So you’ve been accepted into the IMFSE Program and are now trying to figure out how to pack down your life into a bag. Firstly, congratulations!
Reflecting on our experiences and lessons learned by all the students during the first year, we’ve prepared a short checklist of things to think about as you commence this endeavour.
A common theme to most of the items listed below is to be proactive. Time is your friend; the sooner you think about things or realise problems, the easier it is to work towards an appropriate solution. Being proactive will allow you to reduce the number and severity of any logistical or administrative headaches that will inevitably come up. The best advice is to accept that issues will arise and roll with the punches to work towards a solution.
It’s important to note that the IMFSE program does a very good job of handling the items which it is responsible for. However, there is a great deal of external red tape inherent in a program like this which requires a diligent effort to overcome effectively.
In no particular order:
- Start organising your belongings sooner rather than later. Use coloured stickers to decide what you’ll be selling, putting in storage, giving away and taking with you. This process always takes much longer than you’ll expect, so to reiterate start early.
- It’s the perfect time to embrace minimalism, so pack light where you can. Many of us brought suits or formal wear with us which we have not as yet had occasion to use. Perhaps in the second year these will be more useful, however I’d suggest a shirt and blazer obtained when you actually need them would probably be appropriate for most of us.
- Make an online backup of all important documents that you could possibly need.
- Think about how you will be able to login to services in your home country (banking, taxes, etc.) that require mobile verification if you don’t have your home mobile number active anymore.
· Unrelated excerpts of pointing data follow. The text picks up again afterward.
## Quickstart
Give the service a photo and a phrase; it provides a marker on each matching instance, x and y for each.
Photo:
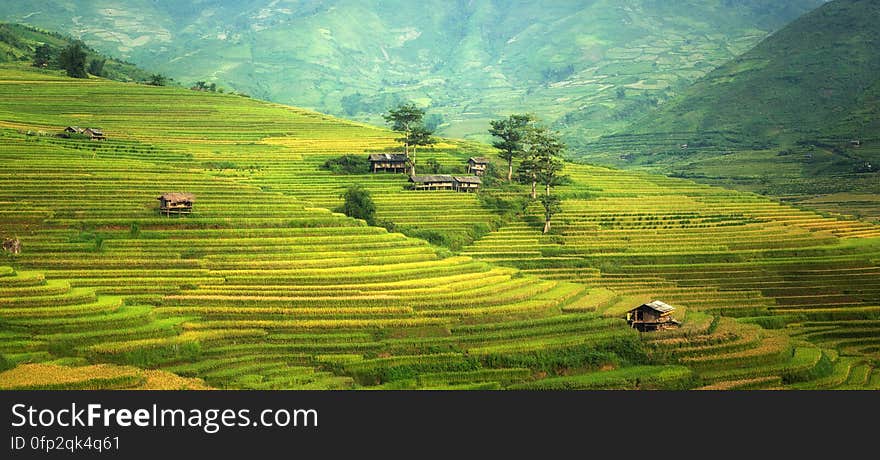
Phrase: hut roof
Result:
(468, 179)
(395, 157)
(657, 306)
(431, 178)
(177, 197)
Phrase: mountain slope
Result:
(591, 65)
(263, 287)
(778, 119)
(18, 44)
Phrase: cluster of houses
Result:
(652, 316)
(399, 163)
(176, 203)
(91, 133)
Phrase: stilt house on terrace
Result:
(176, 203)
(446, 182)
(478, 165)
(388, 162)
(652, 316)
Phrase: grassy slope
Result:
(264, 288)
(777, 120)
(470, 61)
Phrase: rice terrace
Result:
(206, 240)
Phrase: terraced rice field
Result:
(714, 251)
(265, 287)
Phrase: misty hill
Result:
(19, 43)
(779, 119)
(592, 66)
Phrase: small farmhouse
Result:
(478, 165)
(466, 183)
(91, 133)
(95, 134)
(388, 162)
(433, 182)
(652, 316)
(176, 203)
(12, 245)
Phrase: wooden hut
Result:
(478, 165)
(466, 183)
(432, 182)
(12, 245)
(176, 203)
(91, 133)
(388, 162)
(94, 133)
(652, 316)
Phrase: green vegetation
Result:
(73, 60)
(470, 62)
(359, 204)
(264, 287)
(47, 50)
(795, 117)
(347, 164)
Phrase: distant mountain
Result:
(779, 119)
(590, 66)
(19, 43)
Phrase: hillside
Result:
(18, 44)
(265, 287)
(590, 66)
(778, 119)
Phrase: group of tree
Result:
(539, 154)
(73, 59)
(409, 120)
(204, 86)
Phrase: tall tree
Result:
(546, 149)
(73, 60)
(403, 119)
(408, 120)
(511, 132)
(527, 173)
(43, 55)
(157, 79)
(96, 67)
(551, 208)
(419, 136)
(359, 204)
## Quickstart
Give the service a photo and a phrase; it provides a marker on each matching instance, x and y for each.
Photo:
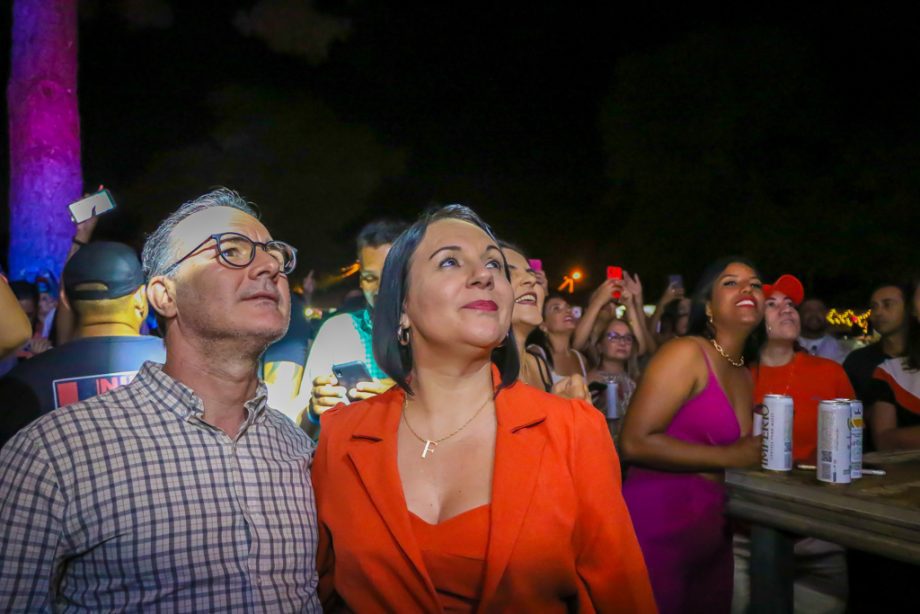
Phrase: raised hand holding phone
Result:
(615, 273)
(91, 206)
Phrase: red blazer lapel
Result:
(372, 450)
(518, 452)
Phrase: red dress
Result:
(454, 552)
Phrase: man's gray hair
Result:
(158, 255)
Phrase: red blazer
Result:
(561, 537)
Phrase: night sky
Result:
(651, 137)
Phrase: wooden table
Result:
(878, 514)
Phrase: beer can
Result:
(857, 422)
(613, 401)
(777, 412)
(834, 442)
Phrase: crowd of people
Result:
(171, 462)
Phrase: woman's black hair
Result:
(698, 323)
(912, 361)
(394, 358)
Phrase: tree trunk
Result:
(45, 172)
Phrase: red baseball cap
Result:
(788, 285)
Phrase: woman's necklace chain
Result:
(431, 444)
(725, 355)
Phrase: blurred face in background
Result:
(558, 316)
(371, 260)
(781, 318)
(683, 317)
(528, 294)
(617, 341)
(888, 310)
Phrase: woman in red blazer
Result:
(462, 490)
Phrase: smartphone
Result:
(91, 206)
(615, 272)
(597, 387)
(349, 374)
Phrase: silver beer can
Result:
(613, 401)
(776, 423)
(834, 442)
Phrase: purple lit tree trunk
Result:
(45, 173)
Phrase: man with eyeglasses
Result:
(181, 491)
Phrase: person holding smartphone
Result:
(347, 337)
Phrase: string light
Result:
(849, 318)
(568, 281)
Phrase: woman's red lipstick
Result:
(482, 305)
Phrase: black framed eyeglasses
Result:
(238, 251)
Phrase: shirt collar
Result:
(182, 400)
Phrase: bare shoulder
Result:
(679, 354)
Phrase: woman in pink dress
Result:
(689, 420)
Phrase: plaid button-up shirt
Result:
(130, 501)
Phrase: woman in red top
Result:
(461, 489)
(782, 367)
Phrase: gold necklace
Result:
(734, 363)
(431, 444)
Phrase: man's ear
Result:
(139, 303)
(161, 294)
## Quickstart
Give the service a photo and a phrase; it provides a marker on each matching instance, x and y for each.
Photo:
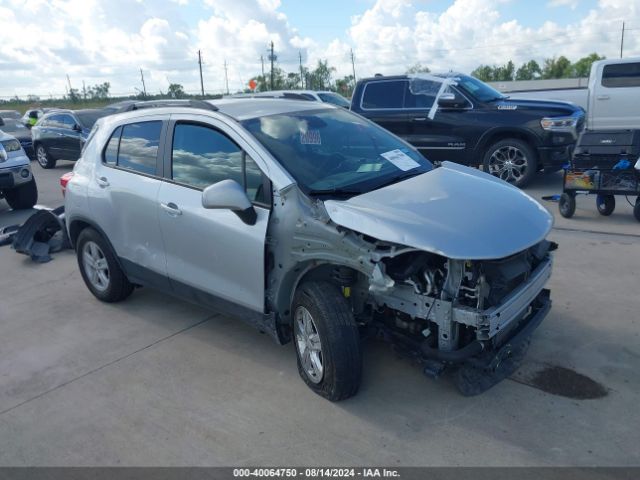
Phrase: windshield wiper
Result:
(399, 178)
(335, 191)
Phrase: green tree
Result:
(529, 71)
(175, 90)
(417, 68)
(557, 68)
(484, 73)
(582, 68)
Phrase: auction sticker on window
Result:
(400, 159)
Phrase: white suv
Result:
(316, 225)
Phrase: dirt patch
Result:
(564, 382)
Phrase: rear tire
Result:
(511, 160)
(327, 341)
(22, 197)
(100, 269)
(605, 204)
(567, 205)
(44, 158)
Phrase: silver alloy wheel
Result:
(309, 346)
(41, 155)
(95, 266)
(508, 163)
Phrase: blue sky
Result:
(94, 41)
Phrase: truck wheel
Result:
(327, 341)
(43, 157)
(511, 160)
(100, 269)
(567, 205)
(605, 204)
(22, 197)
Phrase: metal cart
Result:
(604, 164)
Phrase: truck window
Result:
(383, 95)
(621, 75)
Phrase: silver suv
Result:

Also, consider if your home bank sends you sms verification codes for online purchases. Make sure to spend some time to properly think about these, especially those services which you use rarely. These things are often easy to solve at home but, as I’ve found out, almost impossible to solve from the other side of the world if it slipped your mind prior to the move.
- Check if there are any national services of your home country which you have to notify if you’re moving overseas (taxation, voting departments, etc.).
- If it’s appropriate for you, consider setting up a power of attorney to act on your behalf whilst you’re overseas. In the unlikely event this needs to be used, it can often make things much easier having someone on the ground to represent you if something needs to be handled during your studies.
- Ensure that your passport is valid for at least 6 months after you expect to graduate from IMFSE.
- Don’t put off looking into any visa requirements for Belgium, Sweden, AND Scotland, especially if you don’t plan on going home over the summer holidays. The majority of students (including myself) only concentrated on the requirements for the first year.
- Related to the visa requirements, ensure that you have the applicable documents certified/notarised as appropriate. However, check if the visa offices have validity timeframes on these documents and make a plan if necessary.
- It’s never too soon to start looking into Edinburgh accommodation. Accommodation as an individual is simple in both Ghent and Lund, but take this process seriously and apply as soon as applications open. If your partner is accompanying you, finding accommodation can be much more difficult (especially as the university housing departments seem to change their policies on couples year to year).
- Whilst not something you need to be concerned with before you leave, this is certainly one item that continues to cause many headaches for students over the years. Be very careful when posting your passport for any visa application you make whilst you’re over here (especially in Lund). You are required to show formal ID to collect mail. For us, the only acceptable ID is our passport. This is obviously impossible to do if the item you are collecting is the passport. This has caught out quite a few students over the past few years and I don’t think anyone has a perfect solution yet. Make sure you talk to the post office to get their advice prior to mailing your passport away, but (and as incredible as this sounds) it seems that the current solution is to have the passport mailed to a classmate that can pick it up on your behalf.
To the past and current students, please let me know if there is anything I’ve mistakenly omitted.
To the future students, don’t be put off by the extent of the list above. The program is an amazing experience even with some of these challenges. Just try to think of it as another excuse to practice your problem-solving skills.
Good luck, and for those of you starting later this year, I look forward to meeting you in September.